Carlos Santos Silva, amigo de longa data do antigo primeiro-ministro e seu “testa-de-ferro”, segundo a tese do Ministério Público (MP), alega que a prova obtida na averiguação preventiva no âmbito de processos administrativos é nula por intromissão na sua vida privada, falta de controlo do MP e pela não exportação de toda a prova para a fase de inquérito.
“O arguido descobriu pela consulta dos autos ter sido investigado durante mais de uma década em processos administrativos que devassaram por completo a sua vida pessoal, societária e financeira, fazendo tábua rasa das exigências legais prescritas no Código de Processo Penal para a derrogação do sigilo fiscal e bancário”, lê-se no extenso Requerimento de Abertura de Instrução (RAI).
A defesa de Carlos Santos Silva alega que a acusação do Ministério Público se muniu de prova ferida de nulidade ou mesmo proibida para acusar o empresário, de 58 anos.
“O facto do MP não ter posto fim às averiguações prévias logo que surgiu a primeira suspeita de crime público, abrindo de imediato o respetivo inquérito, determina não só as nulidades, mas também a perda do valor probatório carreado para o ´Processo Marquês´”, considera a defesa.
A estratégia da defesa passa por alegar que a quebra do sigilo bancário, as escutas (migradas do “Processo Monte-Branco” e autorizadas no “Processo Marquês”), a localização celular, o varrimento eletrónico e a recolha de imagem são ilegais.
Após o pedido de instrução de Carlos Santos Silva, o juiz Ivo Rosa decidiu solicitar ao processo Monte Branco a junção aos autos de todas as informações dos órgãos de polícia criminal, as promoções do MP e todas as autorizações judiciais relativas a interceções telefónicas que diretamente se refiram ao empresário, o interrogatório dos inspetores tributários Luís Flora e Paulo Silva e o relatório da inspeção aos serviços do Departamento Central de Investigação e Ação penal (DCIAP), realizado entre setembro de 2013 e março de 2014.
Na quarta-feira Carlos Santos Silva começa a sua defesa contra a acusação de corrupção passiva e ativa, branqueamento de capitais (17 crimes), falsificação de documentos (10), fraude fiscal e fraude fiscal qualificada (3).
Carlos Santos silva tinha uma empresa de projetos e "prestava serviços e vendia serviços, vendia conhecimentos" ao grupo de construção civil Lena, nas palavras do antigo administrador do grupo, Carlos Barroca.

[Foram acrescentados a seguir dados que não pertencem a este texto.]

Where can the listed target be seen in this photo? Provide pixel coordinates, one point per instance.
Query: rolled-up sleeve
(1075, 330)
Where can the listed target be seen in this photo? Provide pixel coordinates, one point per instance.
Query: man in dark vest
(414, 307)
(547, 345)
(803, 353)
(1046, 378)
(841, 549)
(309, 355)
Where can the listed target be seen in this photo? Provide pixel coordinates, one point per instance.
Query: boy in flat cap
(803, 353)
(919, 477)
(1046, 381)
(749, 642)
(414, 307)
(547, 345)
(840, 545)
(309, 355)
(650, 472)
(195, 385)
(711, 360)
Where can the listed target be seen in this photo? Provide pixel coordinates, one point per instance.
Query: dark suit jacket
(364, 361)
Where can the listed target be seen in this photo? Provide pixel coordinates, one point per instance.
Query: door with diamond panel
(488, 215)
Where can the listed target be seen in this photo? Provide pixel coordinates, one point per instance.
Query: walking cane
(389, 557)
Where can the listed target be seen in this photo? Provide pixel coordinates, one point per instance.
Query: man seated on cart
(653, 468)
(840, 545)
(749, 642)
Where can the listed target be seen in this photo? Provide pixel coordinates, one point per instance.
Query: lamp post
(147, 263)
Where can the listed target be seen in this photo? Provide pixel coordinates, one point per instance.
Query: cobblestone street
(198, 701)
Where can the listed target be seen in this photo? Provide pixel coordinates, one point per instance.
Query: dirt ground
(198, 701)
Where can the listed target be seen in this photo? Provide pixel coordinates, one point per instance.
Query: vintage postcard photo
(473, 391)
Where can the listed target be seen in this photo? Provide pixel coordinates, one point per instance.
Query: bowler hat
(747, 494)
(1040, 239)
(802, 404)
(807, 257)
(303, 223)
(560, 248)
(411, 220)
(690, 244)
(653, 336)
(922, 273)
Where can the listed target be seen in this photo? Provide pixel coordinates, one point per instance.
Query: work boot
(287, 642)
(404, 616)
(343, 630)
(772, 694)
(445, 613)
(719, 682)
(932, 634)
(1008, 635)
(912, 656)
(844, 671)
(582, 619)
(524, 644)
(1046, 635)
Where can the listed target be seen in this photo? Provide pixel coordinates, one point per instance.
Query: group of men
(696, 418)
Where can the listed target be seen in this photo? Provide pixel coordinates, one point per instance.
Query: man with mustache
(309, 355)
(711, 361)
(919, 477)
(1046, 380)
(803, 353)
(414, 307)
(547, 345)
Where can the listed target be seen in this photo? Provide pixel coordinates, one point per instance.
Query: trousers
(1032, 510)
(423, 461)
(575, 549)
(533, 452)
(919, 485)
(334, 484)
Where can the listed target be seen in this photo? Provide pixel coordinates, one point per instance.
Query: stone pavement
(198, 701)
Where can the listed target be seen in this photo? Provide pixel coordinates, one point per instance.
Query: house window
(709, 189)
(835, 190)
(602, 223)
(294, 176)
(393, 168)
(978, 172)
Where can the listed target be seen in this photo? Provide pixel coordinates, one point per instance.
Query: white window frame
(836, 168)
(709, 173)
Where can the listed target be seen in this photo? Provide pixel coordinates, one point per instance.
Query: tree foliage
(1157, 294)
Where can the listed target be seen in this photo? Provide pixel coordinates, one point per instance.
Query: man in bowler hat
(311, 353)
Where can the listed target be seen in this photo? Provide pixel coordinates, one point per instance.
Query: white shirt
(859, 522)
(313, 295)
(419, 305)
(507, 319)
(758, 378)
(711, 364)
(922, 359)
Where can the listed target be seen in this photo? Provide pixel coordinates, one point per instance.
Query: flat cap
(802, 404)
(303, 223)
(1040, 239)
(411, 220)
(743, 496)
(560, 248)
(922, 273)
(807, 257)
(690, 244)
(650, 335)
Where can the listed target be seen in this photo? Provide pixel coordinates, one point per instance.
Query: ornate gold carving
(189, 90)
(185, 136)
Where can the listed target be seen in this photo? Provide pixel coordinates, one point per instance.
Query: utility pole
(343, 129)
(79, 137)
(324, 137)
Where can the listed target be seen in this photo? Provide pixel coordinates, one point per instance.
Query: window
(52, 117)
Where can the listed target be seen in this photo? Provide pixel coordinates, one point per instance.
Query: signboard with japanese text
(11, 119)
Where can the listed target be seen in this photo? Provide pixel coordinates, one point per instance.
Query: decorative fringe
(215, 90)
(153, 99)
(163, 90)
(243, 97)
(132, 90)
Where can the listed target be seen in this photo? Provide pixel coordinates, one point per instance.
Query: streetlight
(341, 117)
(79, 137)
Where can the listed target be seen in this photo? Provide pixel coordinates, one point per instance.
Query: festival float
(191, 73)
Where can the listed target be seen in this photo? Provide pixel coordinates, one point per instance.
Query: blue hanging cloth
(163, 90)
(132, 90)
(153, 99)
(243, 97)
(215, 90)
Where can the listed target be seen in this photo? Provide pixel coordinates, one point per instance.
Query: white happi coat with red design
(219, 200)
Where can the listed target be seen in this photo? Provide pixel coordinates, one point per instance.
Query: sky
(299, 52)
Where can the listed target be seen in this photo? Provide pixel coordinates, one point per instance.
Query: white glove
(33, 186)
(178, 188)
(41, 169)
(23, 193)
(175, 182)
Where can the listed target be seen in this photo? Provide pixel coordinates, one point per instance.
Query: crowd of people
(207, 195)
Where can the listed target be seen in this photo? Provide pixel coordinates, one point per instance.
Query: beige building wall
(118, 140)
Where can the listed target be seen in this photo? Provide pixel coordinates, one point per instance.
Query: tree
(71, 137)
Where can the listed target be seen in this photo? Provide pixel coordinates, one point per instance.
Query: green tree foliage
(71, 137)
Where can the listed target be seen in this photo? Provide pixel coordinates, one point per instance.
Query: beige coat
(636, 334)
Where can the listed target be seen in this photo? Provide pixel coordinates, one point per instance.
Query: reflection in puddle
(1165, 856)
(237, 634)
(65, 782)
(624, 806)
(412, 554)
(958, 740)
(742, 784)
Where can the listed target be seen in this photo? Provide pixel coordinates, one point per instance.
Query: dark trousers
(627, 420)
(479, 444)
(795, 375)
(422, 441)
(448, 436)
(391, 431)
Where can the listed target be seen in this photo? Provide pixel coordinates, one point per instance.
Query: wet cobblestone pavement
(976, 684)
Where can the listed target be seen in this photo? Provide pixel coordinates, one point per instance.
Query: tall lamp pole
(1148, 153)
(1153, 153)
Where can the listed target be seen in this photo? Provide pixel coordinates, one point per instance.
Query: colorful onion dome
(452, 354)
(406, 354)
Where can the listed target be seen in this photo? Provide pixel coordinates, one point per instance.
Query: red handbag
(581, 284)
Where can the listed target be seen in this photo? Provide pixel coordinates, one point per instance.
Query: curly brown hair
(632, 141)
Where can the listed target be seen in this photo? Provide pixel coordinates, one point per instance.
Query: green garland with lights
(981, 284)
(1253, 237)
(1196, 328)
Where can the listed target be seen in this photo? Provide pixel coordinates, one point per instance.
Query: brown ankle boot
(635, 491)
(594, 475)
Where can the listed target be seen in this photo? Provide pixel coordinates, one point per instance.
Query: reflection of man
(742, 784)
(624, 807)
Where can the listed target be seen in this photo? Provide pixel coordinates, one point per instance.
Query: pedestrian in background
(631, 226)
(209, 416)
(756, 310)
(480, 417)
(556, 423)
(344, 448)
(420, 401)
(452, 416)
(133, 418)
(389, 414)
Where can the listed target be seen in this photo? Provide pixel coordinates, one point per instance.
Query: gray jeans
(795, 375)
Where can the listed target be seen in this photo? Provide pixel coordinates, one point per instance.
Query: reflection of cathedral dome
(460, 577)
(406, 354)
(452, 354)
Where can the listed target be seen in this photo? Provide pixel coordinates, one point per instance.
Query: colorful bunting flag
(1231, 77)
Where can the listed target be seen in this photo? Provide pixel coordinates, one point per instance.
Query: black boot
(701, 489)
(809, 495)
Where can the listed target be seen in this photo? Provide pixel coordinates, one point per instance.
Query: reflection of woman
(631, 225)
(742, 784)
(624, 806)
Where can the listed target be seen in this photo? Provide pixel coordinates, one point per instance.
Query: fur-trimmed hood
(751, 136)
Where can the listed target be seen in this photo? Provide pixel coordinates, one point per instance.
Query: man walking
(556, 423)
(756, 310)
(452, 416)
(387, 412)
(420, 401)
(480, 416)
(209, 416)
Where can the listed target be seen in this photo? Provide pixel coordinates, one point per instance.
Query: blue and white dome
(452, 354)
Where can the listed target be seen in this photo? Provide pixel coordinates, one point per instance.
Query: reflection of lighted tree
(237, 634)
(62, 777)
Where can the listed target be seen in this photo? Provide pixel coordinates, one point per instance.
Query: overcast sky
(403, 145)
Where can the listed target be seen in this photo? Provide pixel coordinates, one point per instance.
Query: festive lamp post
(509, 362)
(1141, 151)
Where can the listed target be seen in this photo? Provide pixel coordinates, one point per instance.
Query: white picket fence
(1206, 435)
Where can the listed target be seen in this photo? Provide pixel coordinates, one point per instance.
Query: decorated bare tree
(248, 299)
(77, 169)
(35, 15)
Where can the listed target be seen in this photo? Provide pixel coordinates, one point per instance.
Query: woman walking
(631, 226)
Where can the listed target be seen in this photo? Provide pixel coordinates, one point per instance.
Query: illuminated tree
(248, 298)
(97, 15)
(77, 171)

Para o Ministério Público, o Grupo Lena obteve benefícios comerciais graças à atuação de José Sócrates enquanto primeiro-ministro e Carlos Santos Silva "interveio como intermediário de José Sócrates em todos os contactos com o referido grupo".
O empresário disponibilizou "sociedades por si detidas" para receber quantias destinadas a Sócrates. A justificação pela mudança de mãos do dinheiro passava pela "prestação de serviços".
Durante o seu interrogatório na fase de instrução, em outubro, o ex-primeiro-ministro tentou desmontar a tese do MP que sustenta que o dinheiro que foi entregue a Sócrates por Carlos Santos Silva era do ex-secretário-geral do PS e que resultou de atos de corrupção cometidos enquanto primeiro-ministro.
Sócrates disse ao juiz que Carlos Santos Silva era “honestíssimo” e que o amigo lhe emprestou dinheiro e que já lhe devolveu 250 mil euros.
A Operação Marquês teve início a 19 de julho de 2013 e culminou na acusação a 28 arguidos - 19 pessoas e nove empresas - pela prática de quase duas centenas de ilícitos económico-financeiros.
A acusação sustenta que Sócrates recebeu cerca de 34 milhões de euros, entre 2006 e 2015, a troco de favorecimentos a interesses do ex-banqueiro Ricardo Salgado no Grupo Espírito Santos e na PT, garantir a concessão de financiamento da Caixa Geral de Depósitos ao empreendimento Vale do Lobo, no Algarve, e por favorecer negócios do Grupo Lena.